🤖 AI Summary
This work addresses the instability and conservative updates in standard on-policy reinforcement learning caused by gradient noise in Gaussian policies. To mitigate these issues, the authors propose a novel approach that models continuous action spaces as discrete categorical distributions, integrating a regularized policy network with a fixed-structure critic and employing a cross-entropy-like policy objective. This framework yields a more robust on-policy optimization process. Empirical evaluations across multiple continuous control benchmarks demonstrate consistent and significant performance improvements, achieving state-of-the-art results while substantially enhancing training stability and sample efficiency.
📝 Abstract
On-policy deep reinforcement learning remains a dominant paradigm for continuous control, yet standard implementations rely on Gaussian actors and relatively shallow MLP policies, often leading to brittle optimization when gradients are noisy and policy updates must be conservative. In this paper, we revisit policy representation as a first-class design choice for on-policy optimization.
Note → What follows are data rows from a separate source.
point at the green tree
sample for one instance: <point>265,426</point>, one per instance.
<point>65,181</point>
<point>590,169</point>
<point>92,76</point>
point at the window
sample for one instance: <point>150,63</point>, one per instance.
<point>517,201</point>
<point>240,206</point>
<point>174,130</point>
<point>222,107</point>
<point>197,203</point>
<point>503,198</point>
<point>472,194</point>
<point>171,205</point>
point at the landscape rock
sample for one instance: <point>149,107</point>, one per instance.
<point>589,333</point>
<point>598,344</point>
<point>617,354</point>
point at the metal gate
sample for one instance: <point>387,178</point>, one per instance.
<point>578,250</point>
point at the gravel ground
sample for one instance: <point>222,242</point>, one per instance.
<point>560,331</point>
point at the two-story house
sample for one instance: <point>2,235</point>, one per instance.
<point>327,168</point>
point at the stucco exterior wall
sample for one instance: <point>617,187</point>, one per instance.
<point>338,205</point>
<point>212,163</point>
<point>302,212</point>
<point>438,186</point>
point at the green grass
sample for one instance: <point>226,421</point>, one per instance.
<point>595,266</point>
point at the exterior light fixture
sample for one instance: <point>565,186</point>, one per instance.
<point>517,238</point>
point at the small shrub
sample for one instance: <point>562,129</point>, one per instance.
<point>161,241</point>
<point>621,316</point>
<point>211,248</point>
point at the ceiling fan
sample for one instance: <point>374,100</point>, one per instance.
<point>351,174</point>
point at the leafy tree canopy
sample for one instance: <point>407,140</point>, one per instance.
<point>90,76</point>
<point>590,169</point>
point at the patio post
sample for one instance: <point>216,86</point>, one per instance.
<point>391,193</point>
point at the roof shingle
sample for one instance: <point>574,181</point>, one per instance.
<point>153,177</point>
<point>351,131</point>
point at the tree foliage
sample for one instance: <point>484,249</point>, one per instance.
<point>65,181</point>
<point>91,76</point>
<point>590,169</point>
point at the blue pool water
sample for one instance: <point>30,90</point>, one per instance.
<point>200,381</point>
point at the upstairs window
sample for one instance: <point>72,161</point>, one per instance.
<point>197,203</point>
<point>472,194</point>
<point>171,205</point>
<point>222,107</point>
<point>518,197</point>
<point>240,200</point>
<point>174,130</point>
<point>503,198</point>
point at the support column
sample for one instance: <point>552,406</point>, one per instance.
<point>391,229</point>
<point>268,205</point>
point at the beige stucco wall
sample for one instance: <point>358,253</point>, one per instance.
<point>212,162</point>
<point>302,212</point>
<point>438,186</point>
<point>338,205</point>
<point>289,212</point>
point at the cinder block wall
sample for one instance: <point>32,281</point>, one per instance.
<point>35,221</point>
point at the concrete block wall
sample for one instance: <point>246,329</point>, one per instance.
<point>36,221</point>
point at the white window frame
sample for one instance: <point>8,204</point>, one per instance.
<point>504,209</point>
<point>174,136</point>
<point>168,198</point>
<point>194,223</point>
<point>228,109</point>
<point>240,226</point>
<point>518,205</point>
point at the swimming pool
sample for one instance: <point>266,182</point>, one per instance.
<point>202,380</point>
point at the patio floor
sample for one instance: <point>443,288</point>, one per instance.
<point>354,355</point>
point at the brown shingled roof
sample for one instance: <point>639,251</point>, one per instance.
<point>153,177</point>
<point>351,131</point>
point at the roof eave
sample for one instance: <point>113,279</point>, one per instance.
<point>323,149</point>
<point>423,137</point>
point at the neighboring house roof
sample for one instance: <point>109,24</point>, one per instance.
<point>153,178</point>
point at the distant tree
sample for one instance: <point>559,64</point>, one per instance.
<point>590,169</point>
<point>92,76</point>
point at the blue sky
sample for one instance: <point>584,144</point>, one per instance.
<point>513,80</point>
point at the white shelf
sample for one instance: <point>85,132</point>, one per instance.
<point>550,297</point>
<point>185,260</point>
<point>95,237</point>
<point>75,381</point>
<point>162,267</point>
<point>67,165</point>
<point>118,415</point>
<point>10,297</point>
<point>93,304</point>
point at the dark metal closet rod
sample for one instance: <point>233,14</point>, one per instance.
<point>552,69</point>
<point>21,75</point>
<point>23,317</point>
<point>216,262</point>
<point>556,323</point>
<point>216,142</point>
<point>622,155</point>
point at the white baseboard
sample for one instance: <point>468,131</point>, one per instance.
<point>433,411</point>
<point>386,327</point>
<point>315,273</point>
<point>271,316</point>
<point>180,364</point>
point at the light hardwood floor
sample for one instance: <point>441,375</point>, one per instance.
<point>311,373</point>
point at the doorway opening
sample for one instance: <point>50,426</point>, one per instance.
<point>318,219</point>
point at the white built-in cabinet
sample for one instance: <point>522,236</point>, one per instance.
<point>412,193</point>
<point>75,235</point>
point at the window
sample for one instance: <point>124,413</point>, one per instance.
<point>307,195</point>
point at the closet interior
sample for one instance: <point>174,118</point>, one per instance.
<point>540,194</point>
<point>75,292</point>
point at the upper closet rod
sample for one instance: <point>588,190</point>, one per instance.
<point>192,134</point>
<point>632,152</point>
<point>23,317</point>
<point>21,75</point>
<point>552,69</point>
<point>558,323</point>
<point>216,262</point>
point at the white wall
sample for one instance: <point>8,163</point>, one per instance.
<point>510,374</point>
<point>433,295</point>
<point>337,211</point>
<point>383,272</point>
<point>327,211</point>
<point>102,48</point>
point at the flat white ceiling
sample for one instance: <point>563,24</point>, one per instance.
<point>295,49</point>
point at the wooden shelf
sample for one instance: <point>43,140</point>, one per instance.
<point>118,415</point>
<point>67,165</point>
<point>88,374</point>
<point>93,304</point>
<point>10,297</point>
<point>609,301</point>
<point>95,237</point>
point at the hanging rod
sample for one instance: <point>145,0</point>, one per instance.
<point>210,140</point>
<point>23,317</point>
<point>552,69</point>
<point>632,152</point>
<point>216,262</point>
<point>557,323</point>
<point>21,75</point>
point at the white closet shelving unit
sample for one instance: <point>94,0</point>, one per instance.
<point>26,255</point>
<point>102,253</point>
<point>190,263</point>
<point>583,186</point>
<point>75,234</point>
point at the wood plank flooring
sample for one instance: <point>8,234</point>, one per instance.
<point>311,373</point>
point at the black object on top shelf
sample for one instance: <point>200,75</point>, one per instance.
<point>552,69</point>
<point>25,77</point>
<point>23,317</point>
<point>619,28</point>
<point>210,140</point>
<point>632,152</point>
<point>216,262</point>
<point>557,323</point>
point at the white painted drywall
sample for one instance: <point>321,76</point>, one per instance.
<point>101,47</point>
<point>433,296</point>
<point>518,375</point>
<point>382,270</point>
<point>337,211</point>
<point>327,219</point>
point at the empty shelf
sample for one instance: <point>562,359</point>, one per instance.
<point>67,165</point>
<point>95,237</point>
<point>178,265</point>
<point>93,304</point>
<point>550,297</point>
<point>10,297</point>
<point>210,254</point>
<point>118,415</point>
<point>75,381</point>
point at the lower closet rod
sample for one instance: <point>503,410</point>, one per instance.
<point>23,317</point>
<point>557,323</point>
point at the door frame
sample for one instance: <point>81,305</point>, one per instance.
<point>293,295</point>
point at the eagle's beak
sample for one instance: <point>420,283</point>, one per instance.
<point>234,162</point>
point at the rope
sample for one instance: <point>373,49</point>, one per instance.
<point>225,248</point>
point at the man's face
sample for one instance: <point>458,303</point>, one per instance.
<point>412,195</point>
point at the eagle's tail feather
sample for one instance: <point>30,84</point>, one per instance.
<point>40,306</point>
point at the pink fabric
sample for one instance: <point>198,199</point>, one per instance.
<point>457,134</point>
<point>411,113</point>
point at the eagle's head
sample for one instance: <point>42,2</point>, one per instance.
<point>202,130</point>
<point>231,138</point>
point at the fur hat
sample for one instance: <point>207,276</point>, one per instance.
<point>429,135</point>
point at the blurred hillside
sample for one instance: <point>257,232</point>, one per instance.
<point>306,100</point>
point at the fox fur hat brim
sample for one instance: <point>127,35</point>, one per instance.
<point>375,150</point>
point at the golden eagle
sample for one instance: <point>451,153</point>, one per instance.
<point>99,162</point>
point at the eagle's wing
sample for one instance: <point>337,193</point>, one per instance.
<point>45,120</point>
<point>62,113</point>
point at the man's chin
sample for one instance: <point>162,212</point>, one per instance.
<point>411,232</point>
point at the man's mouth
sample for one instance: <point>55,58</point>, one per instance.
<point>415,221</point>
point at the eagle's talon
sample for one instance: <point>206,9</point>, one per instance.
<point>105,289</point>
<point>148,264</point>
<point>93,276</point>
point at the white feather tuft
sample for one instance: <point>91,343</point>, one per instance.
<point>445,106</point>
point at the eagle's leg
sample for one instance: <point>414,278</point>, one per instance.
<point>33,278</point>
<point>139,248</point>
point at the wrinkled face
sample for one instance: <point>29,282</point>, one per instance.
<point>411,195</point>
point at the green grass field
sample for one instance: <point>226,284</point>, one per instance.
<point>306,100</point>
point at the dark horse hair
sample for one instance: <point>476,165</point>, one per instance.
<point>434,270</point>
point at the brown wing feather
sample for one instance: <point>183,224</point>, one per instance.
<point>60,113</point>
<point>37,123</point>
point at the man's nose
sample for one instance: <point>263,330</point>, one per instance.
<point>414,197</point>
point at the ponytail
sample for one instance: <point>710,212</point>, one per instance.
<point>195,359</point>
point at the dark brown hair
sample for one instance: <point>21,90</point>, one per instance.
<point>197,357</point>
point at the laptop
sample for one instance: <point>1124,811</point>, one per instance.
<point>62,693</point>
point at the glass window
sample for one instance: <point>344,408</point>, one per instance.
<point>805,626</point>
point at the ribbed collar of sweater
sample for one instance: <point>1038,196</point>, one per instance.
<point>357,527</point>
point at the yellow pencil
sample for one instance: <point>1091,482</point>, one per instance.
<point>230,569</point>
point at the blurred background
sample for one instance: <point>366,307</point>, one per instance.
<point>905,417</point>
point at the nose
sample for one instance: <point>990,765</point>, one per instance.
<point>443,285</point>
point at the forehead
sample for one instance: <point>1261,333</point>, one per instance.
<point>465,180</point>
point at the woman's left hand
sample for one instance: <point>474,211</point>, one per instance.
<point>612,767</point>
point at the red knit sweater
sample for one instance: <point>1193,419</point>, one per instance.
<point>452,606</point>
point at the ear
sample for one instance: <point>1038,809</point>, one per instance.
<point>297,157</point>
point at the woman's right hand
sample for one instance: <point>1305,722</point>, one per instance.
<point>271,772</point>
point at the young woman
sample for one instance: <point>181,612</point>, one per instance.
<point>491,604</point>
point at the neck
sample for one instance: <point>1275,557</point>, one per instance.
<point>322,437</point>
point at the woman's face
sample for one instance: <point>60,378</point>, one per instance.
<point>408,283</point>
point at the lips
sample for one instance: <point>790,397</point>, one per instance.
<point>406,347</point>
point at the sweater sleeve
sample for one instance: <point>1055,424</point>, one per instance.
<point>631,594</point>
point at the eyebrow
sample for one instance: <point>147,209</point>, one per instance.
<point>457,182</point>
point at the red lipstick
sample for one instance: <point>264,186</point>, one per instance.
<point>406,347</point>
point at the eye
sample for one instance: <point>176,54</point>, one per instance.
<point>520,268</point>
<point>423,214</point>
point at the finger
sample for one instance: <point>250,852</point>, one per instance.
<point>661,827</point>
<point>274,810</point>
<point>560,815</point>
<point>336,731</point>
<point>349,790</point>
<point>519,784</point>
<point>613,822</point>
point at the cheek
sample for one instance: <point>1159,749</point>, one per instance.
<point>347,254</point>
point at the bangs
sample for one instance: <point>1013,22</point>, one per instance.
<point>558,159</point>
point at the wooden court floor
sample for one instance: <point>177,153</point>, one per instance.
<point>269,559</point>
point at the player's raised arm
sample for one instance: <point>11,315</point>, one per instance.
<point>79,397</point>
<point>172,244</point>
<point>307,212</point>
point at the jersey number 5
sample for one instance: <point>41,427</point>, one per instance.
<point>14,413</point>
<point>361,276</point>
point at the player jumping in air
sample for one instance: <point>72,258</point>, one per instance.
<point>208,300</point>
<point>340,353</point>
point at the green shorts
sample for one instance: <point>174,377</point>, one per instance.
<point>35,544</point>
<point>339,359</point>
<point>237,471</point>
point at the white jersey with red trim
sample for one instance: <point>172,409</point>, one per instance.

We study discretized categorical actors that represent each action dimension with a distribution over bins, yielding a policy objective that resembles a cross-entropy loss. Building on architectural advances from supervised learning, we further propose regularized actor networks, while keeping critic design fixed. Our results show that simply replacing the standard actor network with our discretized regularized actor yields consistent gains and achieve the state-of-the-art performance across diverse continuous-control benchmarks.